No soy un amante de los relatos breves, pero hice una excepción con este autor, tan conocido por esta faceta. La verdad es que me gustó la experiencia, me descubrió otro estilo nada desdeñable. Es entretenido sentarte a leer una historia corta, y no un capítulo de un inmenso libro. Como últimamente estoy loco por los autores americanos, de la corriente llamada "realismo duro", disfruté de lo lindo con su escritura directa, cortante y seca. Si que es verdad que las temáticas eran también bastante durillas, por lo que no aconsejo leerlo cuando uno está de bajón. Los personajes son seres existencialistas, asqueados con la rutina de sus vidas, y que no saben por que camino tirar. Quizás, tal y como lo he dicho, parece que es demasiado triste; pero es un interesante paseo por las zonas más oscuras, pero no por ello poco habituales, de nuestra realidad.

J.D. Salinger. "El guardián entre el centeno"

Me gustó este libro, de verdad. Es un libro escrito con el estómago. Me daba la sensación de estar charlando con el autor en cualquier sitio. No quiere ser pretencioso, ni falso. Escribe como le sale, sin importarle el lector. No sobra ni una mísera coma o adjetivo. Va al grano. Por eso se le llama a esta forma de escribir "realismo duro". Es como cuando lees un libro para niños. No se detiene mucho en las descripciones, ni en lo que sienten los personajes, ni emplea recursos literarios complejos. No es que el libro carezca de profundidad (nada más alejado de la realidad). Pero esas divagaciones se las deja al lector, para que las haga por su cuenta. El argumento en sí no importa. Aunque, si quereis saberlo, os dejo un enlace al blog de mi amiga Ale . De hecho, no he sabido catalogarlo dentro de ninguna temática en especial.
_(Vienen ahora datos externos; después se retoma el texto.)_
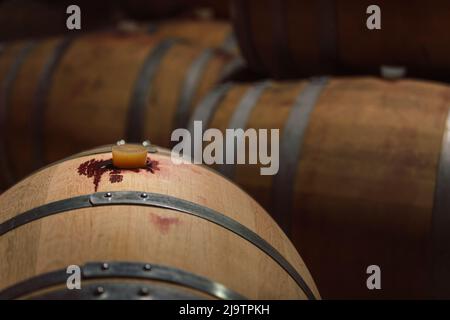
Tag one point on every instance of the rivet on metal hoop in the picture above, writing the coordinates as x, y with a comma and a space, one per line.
147, 267
105, 266
144, 291
149, 146
99, 291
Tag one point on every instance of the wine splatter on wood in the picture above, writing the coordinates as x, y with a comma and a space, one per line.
97, 168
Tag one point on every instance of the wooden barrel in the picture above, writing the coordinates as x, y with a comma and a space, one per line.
303, 38
364, 177
201, 32
157, 232
61, 96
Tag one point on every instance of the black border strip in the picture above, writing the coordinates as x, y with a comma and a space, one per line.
290, 151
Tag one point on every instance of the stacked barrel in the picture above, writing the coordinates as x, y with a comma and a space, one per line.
364, 152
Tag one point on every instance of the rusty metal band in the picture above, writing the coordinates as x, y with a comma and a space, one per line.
441, 220
328, 35
101, 271
190, 87
290, 151
240, 12
40, 100
142, 90
160, 201
118, 291
240, 117
8, 177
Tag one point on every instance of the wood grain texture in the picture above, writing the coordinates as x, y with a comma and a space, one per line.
364, 183
91, 92
134, 233
290, 38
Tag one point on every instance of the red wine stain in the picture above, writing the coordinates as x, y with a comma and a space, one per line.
97, 168
164, 223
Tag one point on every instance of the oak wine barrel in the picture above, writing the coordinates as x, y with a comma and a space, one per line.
165, 231
364, 177
63, 95
288, 39
201, 32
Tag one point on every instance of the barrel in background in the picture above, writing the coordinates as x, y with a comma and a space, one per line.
359, 181
63, 95
292, 39
189, 239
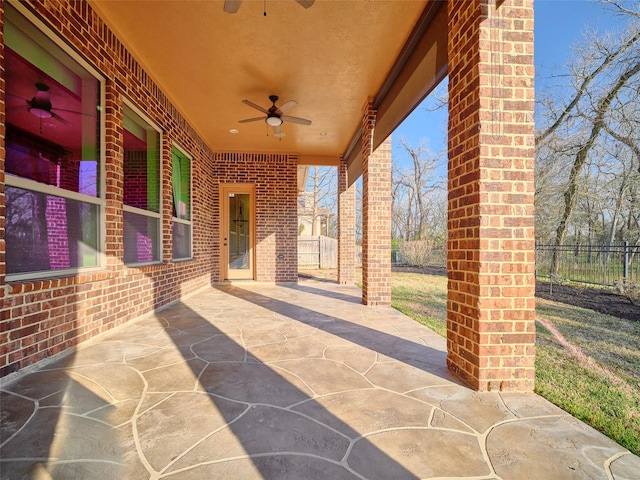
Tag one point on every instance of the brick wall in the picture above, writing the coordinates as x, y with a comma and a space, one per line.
275, 180
491, 303
41, 318
346, 227
376, 215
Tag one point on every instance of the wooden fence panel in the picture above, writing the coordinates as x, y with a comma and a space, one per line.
321, 252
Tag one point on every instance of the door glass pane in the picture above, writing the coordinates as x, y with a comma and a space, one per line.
239, 231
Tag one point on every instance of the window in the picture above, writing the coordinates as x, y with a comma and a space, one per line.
181, 225
141, 189
53, 151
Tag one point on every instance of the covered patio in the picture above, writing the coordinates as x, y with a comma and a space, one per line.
295, 381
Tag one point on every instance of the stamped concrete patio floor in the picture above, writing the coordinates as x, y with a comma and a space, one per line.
283, 382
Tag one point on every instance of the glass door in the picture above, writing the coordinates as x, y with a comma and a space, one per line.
238, 237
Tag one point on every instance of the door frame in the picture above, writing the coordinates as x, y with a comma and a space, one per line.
225, 190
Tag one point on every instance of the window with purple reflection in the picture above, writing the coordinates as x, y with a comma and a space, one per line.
141, 193
52, 154
181, 185
49, 233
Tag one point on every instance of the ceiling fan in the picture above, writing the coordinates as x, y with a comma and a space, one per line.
40, 105
275, 115
232, 6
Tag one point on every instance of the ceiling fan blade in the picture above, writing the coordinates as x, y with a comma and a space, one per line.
256, 106
305, 3
298, 120
247, 120
16, 97
286, 106
232, 6
53, 110
59, 118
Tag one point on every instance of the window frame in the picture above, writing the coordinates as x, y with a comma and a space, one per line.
140, 211
38, 27
182, 221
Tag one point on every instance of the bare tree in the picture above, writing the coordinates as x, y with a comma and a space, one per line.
415, 194
601, 114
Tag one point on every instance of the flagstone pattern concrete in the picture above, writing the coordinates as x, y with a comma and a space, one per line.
282, 382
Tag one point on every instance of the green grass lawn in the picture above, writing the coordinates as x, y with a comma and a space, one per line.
597, 380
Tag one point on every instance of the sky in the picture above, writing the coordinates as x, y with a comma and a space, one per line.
558, 26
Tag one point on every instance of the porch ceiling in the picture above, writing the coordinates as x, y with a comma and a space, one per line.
330, 58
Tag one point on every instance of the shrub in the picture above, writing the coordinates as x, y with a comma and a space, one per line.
629, 290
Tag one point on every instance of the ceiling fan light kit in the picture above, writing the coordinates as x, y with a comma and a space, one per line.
40, 105
274, 115
273, 120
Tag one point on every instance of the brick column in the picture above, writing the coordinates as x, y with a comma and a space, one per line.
376, 216
114, 176
3, 265
491, 302
346, 227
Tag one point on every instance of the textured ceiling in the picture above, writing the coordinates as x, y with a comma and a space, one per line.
330, 58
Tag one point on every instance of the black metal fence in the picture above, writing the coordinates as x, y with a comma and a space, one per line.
604, 265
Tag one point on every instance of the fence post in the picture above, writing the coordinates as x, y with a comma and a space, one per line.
625, 269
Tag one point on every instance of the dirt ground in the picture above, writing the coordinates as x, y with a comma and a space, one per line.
598, 299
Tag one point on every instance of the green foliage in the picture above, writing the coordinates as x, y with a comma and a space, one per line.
629, 290
601, 387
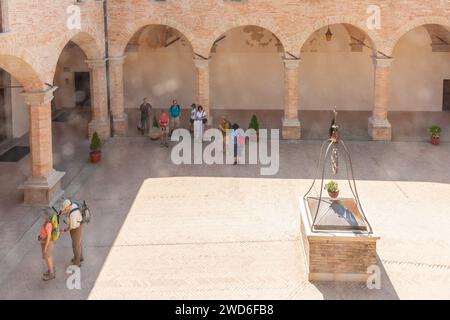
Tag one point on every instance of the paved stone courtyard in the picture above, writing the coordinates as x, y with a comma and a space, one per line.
219, 232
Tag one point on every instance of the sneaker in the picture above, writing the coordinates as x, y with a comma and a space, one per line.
49, 276
48, 272
81, 260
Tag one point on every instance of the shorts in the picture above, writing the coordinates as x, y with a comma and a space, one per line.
49, 252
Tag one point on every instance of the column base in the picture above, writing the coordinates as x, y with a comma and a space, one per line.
380, 130
120, 126
291, 130
43, 191
102, 127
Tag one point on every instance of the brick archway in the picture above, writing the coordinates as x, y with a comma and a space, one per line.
119, 43
86, 40
407, 27
23, 66
239, 23
376, 42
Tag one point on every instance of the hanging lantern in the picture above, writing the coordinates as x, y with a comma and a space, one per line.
329, 34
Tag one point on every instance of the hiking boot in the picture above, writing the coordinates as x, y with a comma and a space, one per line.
81, 260
49, 276
48, 272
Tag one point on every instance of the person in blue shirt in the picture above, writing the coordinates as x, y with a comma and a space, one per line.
175, 114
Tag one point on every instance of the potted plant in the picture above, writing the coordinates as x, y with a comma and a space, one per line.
333, 189
155, 133
254, 124
435, 133
96, 146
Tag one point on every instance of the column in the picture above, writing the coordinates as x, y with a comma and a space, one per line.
291, 125
120, 118
379, 126
99, 101
202, 66
43, 188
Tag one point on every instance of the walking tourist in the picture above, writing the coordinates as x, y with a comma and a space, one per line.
164, 125
145, 109
175, 113
75, 227
192, 117
47, 244
224, 126
200, 121
237, 141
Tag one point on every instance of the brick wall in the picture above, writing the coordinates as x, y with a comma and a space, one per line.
38, 30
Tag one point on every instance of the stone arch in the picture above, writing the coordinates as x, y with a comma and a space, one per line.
86, 40
375, 40
118, 45
412, 24
243, 22
23, 66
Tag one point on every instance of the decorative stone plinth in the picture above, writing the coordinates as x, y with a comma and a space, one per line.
291, 130
380, 130
334, 255
43, 191
120, 126
103, 128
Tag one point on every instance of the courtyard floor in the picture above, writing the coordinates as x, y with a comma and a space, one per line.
162, 231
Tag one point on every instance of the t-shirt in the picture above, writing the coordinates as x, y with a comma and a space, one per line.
175, 111
75, 218
164, 120
145, 109
193, 113
201, 115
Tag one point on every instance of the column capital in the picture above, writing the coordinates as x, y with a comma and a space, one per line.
201, 63
96, 63
117, 60
291, 63
382, 62
38, 97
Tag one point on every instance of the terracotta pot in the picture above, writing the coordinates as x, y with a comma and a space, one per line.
95, 156
333, 195
435, 141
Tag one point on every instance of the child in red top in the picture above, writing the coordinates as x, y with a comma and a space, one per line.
164, 125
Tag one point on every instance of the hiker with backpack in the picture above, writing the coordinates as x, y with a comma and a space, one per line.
49, 233
75, 226
175, 113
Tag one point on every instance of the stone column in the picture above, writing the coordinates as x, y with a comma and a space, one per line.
43, 188
99, 101
202, 66
379, 126
120, 118
291, 125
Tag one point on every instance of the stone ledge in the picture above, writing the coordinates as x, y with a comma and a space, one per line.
336, 256
380, 130
43, 191
291, 129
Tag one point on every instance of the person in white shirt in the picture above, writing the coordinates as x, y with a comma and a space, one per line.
201, 120
75, 227
193, 116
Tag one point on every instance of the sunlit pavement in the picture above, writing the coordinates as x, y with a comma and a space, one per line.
162, 231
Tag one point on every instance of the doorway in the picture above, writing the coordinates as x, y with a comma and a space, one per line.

John Boyne. "El niño con el pijama de rayas"

Este es un libro que casi no necesita presentación, porque el éxito que ha tenido es llamativo. De hecho, os voy a poner enlaces a otros blogs, donde lo han reseñado muy bien. Son los de Carmina , Eva y Teresa . Con esas tres opiniones os podreis hacer una idea de por donde van los tiros, en el caso (improbable) de que no lo hayais leído. Lo único que a mi me gustaría añadir, es que me ha parecido un libro que tira mucho por lo sentimental. El chaval me parece demasiado ingenuo, vale que es un niño, pero tampoco es para tanto. Algunas situaciones son -tal vez- un poco forzadas e irreales. Pero he de reconocer que me ha gustado, aunque tampoco para tirar cohetes.
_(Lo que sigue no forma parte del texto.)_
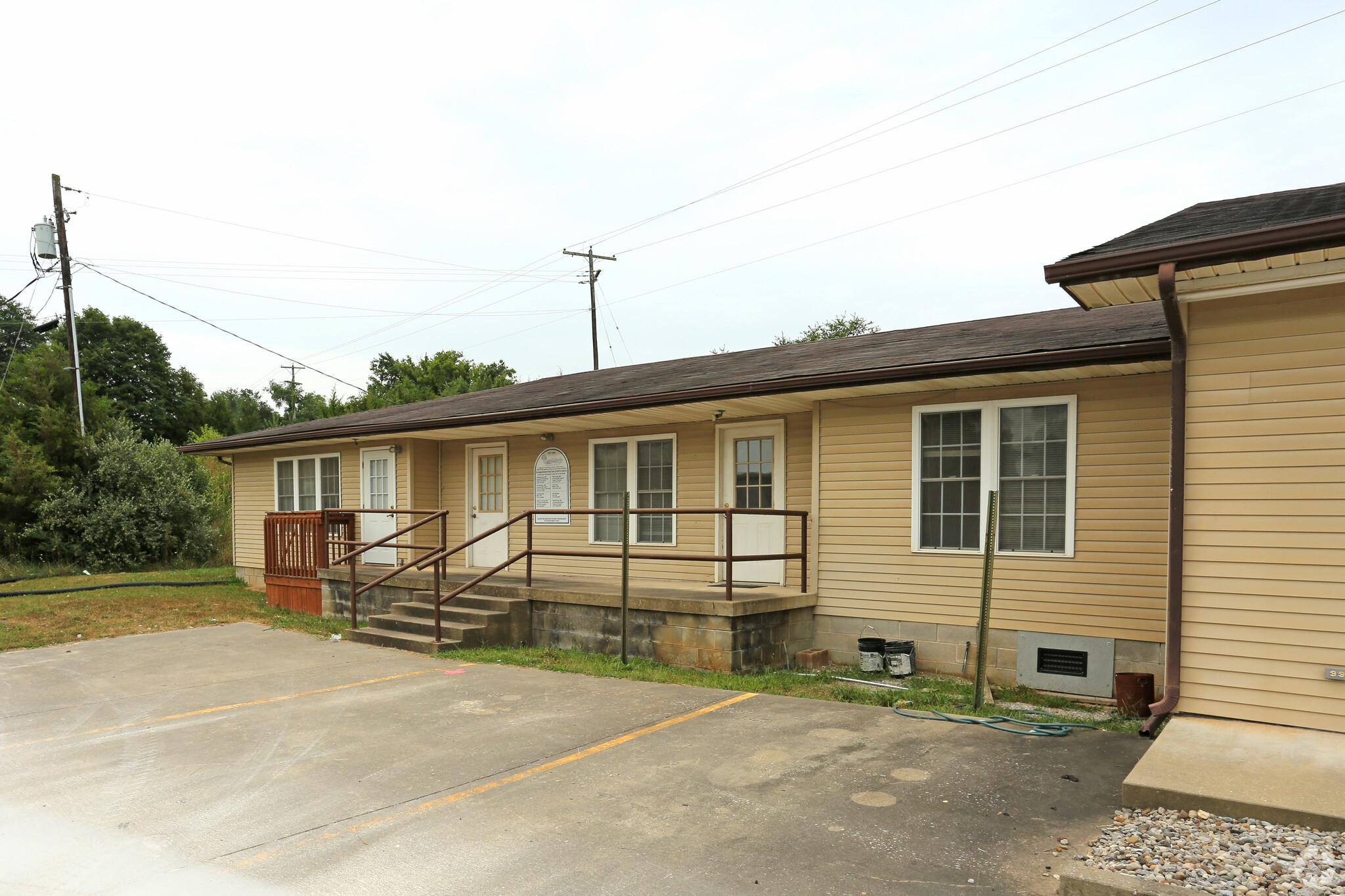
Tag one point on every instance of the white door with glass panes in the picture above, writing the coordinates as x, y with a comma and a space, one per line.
489, 505
378, 490
752, 477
Torcuato Luca de Tena. "Embajador en el infierno"

Este libro fabuloso nos cuenta las memorias del Capitán Palacios, miembro de la División Azul, durante su cautiverio en la URSS. Es víctima de torturas y humillaciones, que aguanta con valentía y dignidad. Después de leer este libro dan ganas de quitarse el sombrero delante de una persona de tanta valía. Ójala yo tuviera el honor y la capacidad de sufrimiento de este soldado, que hace pública su condición de cristiano, prisionero en la Rusia comunista. Descubres que los rusos no tenían nada que envidiar de la crueldad nazi. Una historia con la que disfrutas, a pesar de lo que le hacen al protagonista, porque él sabe llevarlo como nadie. Yo me sentí orgulloso de ser español, y eso que no me considero fascista, ni nada parecido.